With the Tony nominations on everyone’s mind, there are renewed calls among theater professionals to add a “Best Ensemble” award to those handed out honoring Broadway’s best and brightest. It can be easy to underestimate an ensemble from a distance, but anyone who’s spent any time on stage will tell you that ensembles are the spines of the shows they inhabit. Without them, the show collapses on the floor.

We’ve certainly all been there and almost everyone who has spent some time on stage has lived through the adolescent disappointment and angst that comes from being cast in the ensemble or chorus in their high school show. Frequently misunderstood as supernumerary, the ensemble is essential for storytelling in the theater. They are often required to slip in and out of scenes and take on a variety of roles to support the action and make the production achieve the highest levels of success possible.

Traditional shows feature this main cast model in which a few characters and their associated plots are borne on the backs of myriad singers, dancers, and actors. More and more shows are moving towards a truly ensemble feel in which no single character stands out as lead. Looking at shows like 25th Annual Putnam County Spelling Bee or Come From Away, it’s difficult to say whose story it is. Conversely, with a more traditional book musical like Hello Dolly! it’s abundantly clear. Ensembles extend beyond musical theater, of course, and in plays the definition of lead, supporting, and ensemble can be even more difficult to draw. Who is the lead in Twelve Angry Men?

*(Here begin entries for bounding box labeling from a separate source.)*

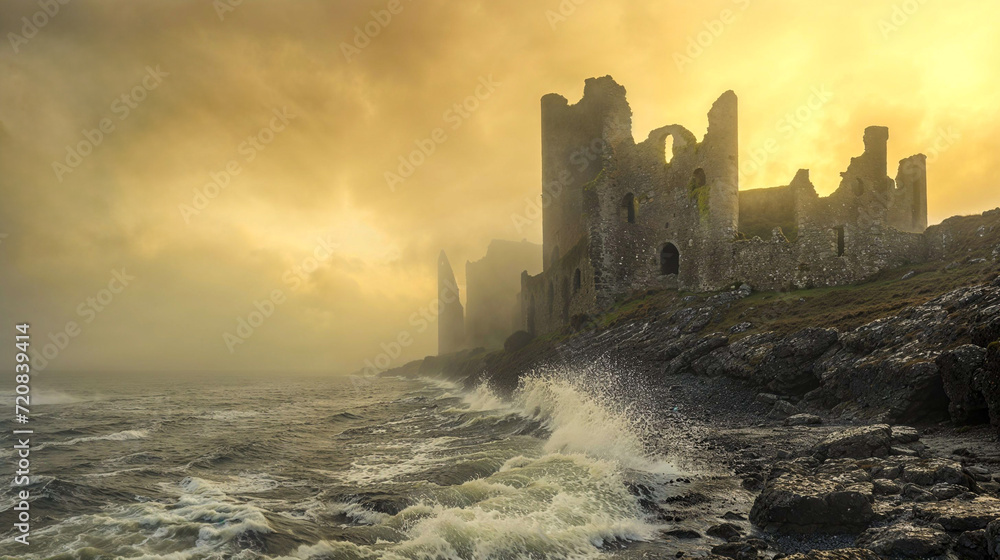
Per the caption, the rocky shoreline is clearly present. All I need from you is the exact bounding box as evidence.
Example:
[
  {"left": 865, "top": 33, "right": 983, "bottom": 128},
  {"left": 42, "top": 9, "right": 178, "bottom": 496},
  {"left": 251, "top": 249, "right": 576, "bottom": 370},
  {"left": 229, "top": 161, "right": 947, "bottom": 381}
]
[{"left": 380, "top": 210, "right": 1000, "bottom": 560}]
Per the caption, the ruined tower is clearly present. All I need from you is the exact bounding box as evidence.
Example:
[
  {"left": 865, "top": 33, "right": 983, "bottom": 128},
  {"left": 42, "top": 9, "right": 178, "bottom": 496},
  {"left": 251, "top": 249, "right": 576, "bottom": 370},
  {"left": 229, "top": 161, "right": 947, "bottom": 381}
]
[{"left": 437, "top": 251, "right": 465, "bottom": 355}]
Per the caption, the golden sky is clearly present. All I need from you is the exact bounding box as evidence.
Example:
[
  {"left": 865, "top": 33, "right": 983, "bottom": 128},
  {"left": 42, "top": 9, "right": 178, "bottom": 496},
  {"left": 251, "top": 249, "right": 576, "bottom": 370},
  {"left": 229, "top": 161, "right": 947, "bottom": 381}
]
[{"left": 0, "top": 0, "right": 1000, "bottom": 372}]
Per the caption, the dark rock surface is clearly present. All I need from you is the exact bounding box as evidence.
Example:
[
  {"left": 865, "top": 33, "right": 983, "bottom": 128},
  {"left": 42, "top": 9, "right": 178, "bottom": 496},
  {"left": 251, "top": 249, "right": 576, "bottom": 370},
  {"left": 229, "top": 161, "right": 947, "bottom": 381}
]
[{"left": 855, "top": 523, "right": 951, "bottom": 558}]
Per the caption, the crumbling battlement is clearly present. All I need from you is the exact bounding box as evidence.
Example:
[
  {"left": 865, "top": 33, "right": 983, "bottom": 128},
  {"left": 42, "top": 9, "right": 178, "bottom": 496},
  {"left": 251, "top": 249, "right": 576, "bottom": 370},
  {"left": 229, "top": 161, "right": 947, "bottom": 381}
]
[{"left": 520, "top": 76, "right": 927, "bottom": 333}]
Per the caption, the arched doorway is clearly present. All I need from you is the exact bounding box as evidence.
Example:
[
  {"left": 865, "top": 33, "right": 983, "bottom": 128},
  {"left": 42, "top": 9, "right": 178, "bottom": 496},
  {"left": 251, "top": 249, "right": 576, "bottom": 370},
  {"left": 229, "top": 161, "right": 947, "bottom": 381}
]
[
  {"left": 527, "top": 295, "right": 535, "bottom": 334},
  {"left": 660, "top": 243, "right": 681, "bottom": 275},
  {"left": 621, "top": 193, "right": 635, "bottom": 224}
]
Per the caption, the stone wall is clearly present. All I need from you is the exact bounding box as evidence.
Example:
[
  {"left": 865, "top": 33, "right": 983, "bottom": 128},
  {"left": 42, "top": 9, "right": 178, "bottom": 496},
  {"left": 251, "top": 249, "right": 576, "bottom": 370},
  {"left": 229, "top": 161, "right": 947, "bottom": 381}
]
[
  {"left": 437, "top": 251, "right": 465, "bottom": 354},
  {"left": 520, "top": 76, "right": 928, "bottom": 333},
  {"left": 465, "top": 239, "right": 542, "bottom": 349}
]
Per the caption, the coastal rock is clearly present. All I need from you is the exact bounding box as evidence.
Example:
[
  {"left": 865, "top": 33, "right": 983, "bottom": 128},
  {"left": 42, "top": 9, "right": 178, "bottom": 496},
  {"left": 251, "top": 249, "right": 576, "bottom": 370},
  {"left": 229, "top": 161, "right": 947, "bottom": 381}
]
[
  {"left": 750, "top": 462, "right": 875, "bottom": 533},
  {"left": 892, "top": 426, "right": 920, "bottom": 443},
  {"left": 985, "top": 519, "right": 1000, "bottom": 559},
  {"left": 935, "top": 344, "right": 988, "bottom": 424},
  {"left": 855, "top": 523, "right": 951, "bottom": 558},
  {"left": 913, "top": 496, "right": 1000, "bottom": 535},
  {"left": 503, "top": 331, "right": 535, "bottom": 352},
  {"left": 785, "top": 414, "right": 823, "bottom": 426},
  {"left": 767, "top": 400, "right": 800, "bottom": 418},
  {"left": 705, "top": 523, "right": 743, "bottom": 541},
  {"left": 955, "top": 529, "right": 990, "bottom": 560},
  {"left": 979, "top": 341, "right": 1000, "bottom": 428},
  {"left": 901, "top": 458, "right": 976, "bottom": 490},
  {"left": 813, "top": 285, "right": 1000, "bottom": 425},
  {"left": 813, "top": 424, "right": 892, "bottom": 459},
  {"left": 784, "top": 548, "right": 882, "bottom": 560}
]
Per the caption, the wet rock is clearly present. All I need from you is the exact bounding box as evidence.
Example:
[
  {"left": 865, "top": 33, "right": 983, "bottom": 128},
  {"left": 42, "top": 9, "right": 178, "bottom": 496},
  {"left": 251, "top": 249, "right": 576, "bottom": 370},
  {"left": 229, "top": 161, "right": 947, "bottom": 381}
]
[
  {"left": 813, "top": 284, "right": 1000, "bottom": 422},
  {"left": 985, "top": 519, "right": 1000, "bottom": 559},
  {"left": 955, "top": 529, "right": 990, "bottom": 560},
  {"left": 892, "top": 426, "right": 920, "bottom": 443},
  {"left": 712, "top": 541, "right": 760, "bottom": 560},
  {"left": 900, "top": 483, "right": 937, "bottom": 502},
  {"left": 705, "top": 523, "right": 743, "bottom": 541},
  {"left": 855, "top": 523, "right": 951, "bottom": 558},
  {"left": 872, "top": 479, "right": 903, "bottom": 496},
  {"left": 729, "top": 322, "right": 753, "bottom": 334},
  {"left": 785, "top": 414, "right": 823, "bottom": 426},
  {"left": 965, "top": 465, "right": 993, "bottom": 482},
  {"left": 935, "top": 344, "right": 989, "bottom": 424},
  {"left": 664, "top": 334, "right": 729, "bottom": 375},
  {"left": 913, "top": 496, "right": 1000, "bottom": 535},
  {"left": 750, "top": 462, "right": 875, "bottom": 533},
  {"left": 889, "top": 447, "right": 920, "bottom": 457},
  {"left": 902, "top": 459, "right": 975, "bottom": 489},
  {"left": 930, "top": 482, "right": 969, "bottom": 500},
  {"left": 767, "top": 400, "right": 799, "bottom": 418},
  {"left": 979, "top": 341, "right": 1000, "bottom": 428},
  {"left": 663, "top": 529, "right": 701, "bottom": 540},
  {"left": 784, "top": 548, "right": 882, "bottom": 560},
  {"left": 754, "top": 393, "right": 781, "bottom": 404},
  {"left": 813, "top": 424, "right": 892, "bottom": 459}
]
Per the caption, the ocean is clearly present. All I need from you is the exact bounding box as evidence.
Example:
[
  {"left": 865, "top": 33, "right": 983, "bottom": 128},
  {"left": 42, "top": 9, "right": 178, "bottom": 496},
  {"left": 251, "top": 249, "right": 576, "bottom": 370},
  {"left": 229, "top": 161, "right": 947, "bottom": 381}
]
[{"left": 0, "top": 374, "right": 679, "bottom": 560}]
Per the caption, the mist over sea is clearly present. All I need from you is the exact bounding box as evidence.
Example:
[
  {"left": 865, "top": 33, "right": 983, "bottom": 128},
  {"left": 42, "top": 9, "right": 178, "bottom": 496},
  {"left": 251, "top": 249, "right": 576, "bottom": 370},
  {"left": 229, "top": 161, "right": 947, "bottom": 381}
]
[{"left": 0, "top": 374, "right": 676, "bottom": 560}]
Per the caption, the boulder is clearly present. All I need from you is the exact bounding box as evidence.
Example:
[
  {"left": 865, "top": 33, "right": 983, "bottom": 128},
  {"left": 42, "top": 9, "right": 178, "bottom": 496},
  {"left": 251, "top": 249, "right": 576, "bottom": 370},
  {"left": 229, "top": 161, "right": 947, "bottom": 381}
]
[
  {"left": 913, "top": 496, "right": 1000, "bottom": 535},
  {"left": 813, "top": 424, "right": 892, "bottom": 459},
  {"left": 750, "top": 462, "right": 875, "bottom": 533},
  {"left": 955, "top": 529, "right": 990, "bottom": 560},
  {"left": 854, "top": 523, "right": 951, "bottom": 558},
  {"left": 985, "top": 519, "right": 1000, "bottom": 559},
  {"left": 979, "top": 341, "right": 1000, "bottom": 428},
  {"left": 784, "top": 548, "right": 882, "bottom": 560},
  {"left": 705, "top": 523, "right": 743, "bottom": 541},
  {"left": 767, "top": 400, "right": 800, "bottom": 418},
  {"left": 785, "top": 414, "right": 823, "bottom": 426},
  {"left": 892, "top": 426, "right": 920, "bottom": 443},
  {"left": 935, "top": 344, "right": 988, "bottom": 424}
]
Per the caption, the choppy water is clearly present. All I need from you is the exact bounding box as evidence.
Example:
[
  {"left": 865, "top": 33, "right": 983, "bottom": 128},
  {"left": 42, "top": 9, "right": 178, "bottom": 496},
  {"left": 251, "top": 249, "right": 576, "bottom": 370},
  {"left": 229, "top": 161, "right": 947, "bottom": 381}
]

It is terribly heartbreaking to see ensemble work regularly diminished or belittled in the popular understanding of theater. The stereotypical stage parent complaining about his or her child’s role as “just a chorus member” is a popular trope across the country. When you meet these hardworking professionals, you realize just how far off from reality that image is. These men and women are some of the most talented, versatile, hardworking and longest-lived actors in the world. True, you might not know their names as readily, might not see them on the marquee above the title, but honestly many of them prefer it that way. This is acting without the celebrity. Ensemble work is finely honed craft.  

There is precedent for this award. SAG/AFTRA honors the ensembles of nominated film and television productions, which is probably incredibly meaningful as it is voted upon by fellow actors. It would be interesting for the Tony Awards to employ a similar method by inviting all actors currently in Broadway shows to vote for the best ensemble or for Actors’ Equity to do so amongst its membership.

When you see your next show, I suggest you employ a little trick I use. Pick a few moments during the show and watch the ensemble work. Instead of watching the main character speak, watch the people around them react. Instead of watching the front of the dance, look off to the side. The greater level of consistency and support, the more astonishing the work, the greater the ensemble. I bet you won’t find a weak link in any ensemble on Broadway or BroadwayHD. All the more reason their work should be honored.